Discussion on the development status of speech recognition technology at home and abroad

Speech recognition means converting the content and meaning of a person's speech into a computer-readable input, such as a button, a binary code, or a sequence of characters. Unlike the speaker's recognition, the latter is mainly to identify and confirm the person who made the speech, not the content contained in it. The purpose of speech recognition is to let the machine understand the language spoken by human beings, including two aspects: the first is to understand word by word rather than into written language; the second is to order or request the words contained in the spoken language. Comprehend and make the right response, not just the correct conversion of all vocabulary.

Since 1952, Davis et al. of AT&TBell Labs has developed the first voice-enhanced system with a ten-digit English number. Audry system. In 1956, Olson and Belar of the RCA Laboratory of Princeton University in the United States developed 10 A system of monosyllabic words that uses spectral parameters obtained by a bandpass filter bank as speech enhancement features. In 1959, Fry and Denes attempted to construct a phoneme to 4 vowels and 9 consonants, and used spectrum analysis and pattern matching to make decisions. This greatly improves the efficiency and accuracy of speech recognition. Since then, computer speech recognition has received the attention of researchers from various countries and began to enter speech recognition research. In the 1960s, the Soviet Union's MaTIn et al. proposed endpoint detection of speech end points, which significantly increased the level of speech recognition. Vintsyuk proposed dynamic programming, which is indispensable for future recognition. The important achievements in the late 1960s and early 1970s were the signal linear prediction coding (LPC) technology and dynamic time warping (DTW) technology, which effectively solved the feature extraction and unequal length speech matching of speech signals. Vector quantization (VQ) and hidden Markov model (HMM) theory. The combination of speech recognition technology and speech synthesis technology enables people to get rid of the shackles of the keyboard. Instead, it is a natural, user-friendly input method that is easy to use, such as voice input. It is gradually becoming a key technology for human-machine interface in information technology.

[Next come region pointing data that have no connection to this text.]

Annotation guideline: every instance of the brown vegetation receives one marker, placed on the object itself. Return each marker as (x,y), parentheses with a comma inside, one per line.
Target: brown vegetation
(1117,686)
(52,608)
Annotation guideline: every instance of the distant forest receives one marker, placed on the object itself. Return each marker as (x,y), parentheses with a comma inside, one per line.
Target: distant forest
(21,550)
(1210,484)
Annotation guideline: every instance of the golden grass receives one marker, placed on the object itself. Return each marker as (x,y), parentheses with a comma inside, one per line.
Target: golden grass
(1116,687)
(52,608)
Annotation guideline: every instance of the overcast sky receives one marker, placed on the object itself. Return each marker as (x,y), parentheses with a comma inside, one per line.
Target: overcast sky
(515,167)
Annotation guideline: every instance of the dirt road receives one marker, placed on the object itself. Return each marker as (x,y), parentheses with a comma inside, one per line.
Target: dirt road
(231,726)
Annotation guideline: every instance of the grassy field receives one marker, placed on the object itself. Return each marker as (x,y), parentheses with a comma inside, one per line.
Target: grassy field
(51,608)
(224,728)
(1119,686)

Development status of speech recognition technology

One: Development Status of Speech Recognition Technology - Classification of Speech Recognition System

The speech recognition system can be classified according to the restrictions on the input speech. If the relevance of the speaker to the recognition system is considered, the identification system can be divided into three categories:

(1) Specific person speech recognition system. Only consider the recognition of the voice of a person.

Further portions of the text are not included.